Tomorrow (October 12) is my day to once again serve as a prayer partner for Ashley Goad Broadhurst as she serves God by bringing clean water to the people of Haiti. I hope you will join in me in praying for her.
I should preface this post by reminding you all once again how blessed I am to attend a great church led by a Pastor who "gets it." He preaches each week with passion. His teaching is scriptural and full of grace. People flock in to hear him. He is a leader in the Jesus Revolution. So why, given all of that, do I have days like this past Sunday when I struggle to listen- when I become almost cynical? Let me explain.
I spent nearly 30 years working in churches, and in that time I both listened to and preached more than my share of sermons. It is natural that I listen with a bit more of a critical ear than the average church-goer. And some weeks- like this past Sunday- I fall into a dangerous trap. I focus more on how I would have made the sermon better, instead of on what Jesus has to say to my soul. Our pastor (like many others) loves to advertise advance sermons with a bit of hubris and hyperbole. Every series will be the best one yet. Every sermon will give you new insights into the Word of God. That's just how preachers talk. This Sunday we were going to get the answer to the question, "How do I know God's will for my life?" I was anxious to hear the answer to one of Christianity's most asked queries.
As the message began, my mind went to a bad place almost immediately. As the pastor introduced the first scripture he indicated that God had already told us what was required of us. I made a quick million dollar bet with myself that Micah 6:8 was coming. I won. He then indicated Jesus also told us what we were to be doing, and I doubled my money by guessing Matthew 25 before he ever read a word. How predicable, I thought. He then went on to say that there are some specific things we can do to learn God's will. We can accept Jesus as our savior. We can study scripture more. We can pray more. We can hang out with Godly people. And as he preached these truths that so many needed to hear, all I could think was, "DUH!" That's your big life-changing insight? Really? Know Jesus, read the bible, pray and hang out with a better class of friends? By the time he entered the commitment portion of the service (in which he pretty much always says the exact same thing- because it's what needs to be said!) I had tuned him out completely. My mind was racing. Where was the creativity? I know the gospel never changes, but must we always deliver the message in the same old way? My background in youth ministry taught me that "tameness, sameness and lameness" often keep people from actually hearing the message. This sermon felt totally lame to me. What was wrong with him?
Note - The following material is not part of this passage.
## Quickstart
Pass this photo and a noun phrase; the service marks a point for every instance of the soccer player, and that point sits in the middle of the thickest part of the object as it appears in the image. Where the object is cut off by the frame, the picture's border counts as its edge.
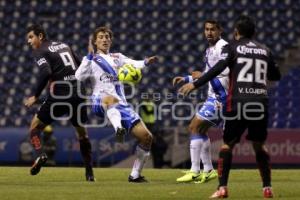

The answer, of course, was nothing. There was something wrong with me. I like to say it's all about Jesus, but the fact is on this Sunday morning I made it all about myself. It was a message tailored for those who are struggling in their faith, seeking God's will - and I got upset because I already knew about it. That's nuts. What do I expect from my church? I expect them to preach grace and God's love, to reach out to the lost and hurting and to help us all find Jesus. It's not about entertaining me, or finding a new way to tell me what I already know. Here's the bottom line, and a key point to remember if we want to be a part of a Jesus Revolution- worship is not about what you get out of it, it's about what you put into it. I forgot that this week and made it all about me- and as a result, I was miserable. What do I expect from me? To do justly, love mercy and walk humbly with God (Micah 6:8). Now where did I hear that before?
Because of Jesus,
I try to remember to ask myself if my heart was in the right place. Now I can usually blame myself if I don't get anything put of it. Before we left our previous church though I was asking myself the same question every Sunday and for years. Needless to say we had to leave.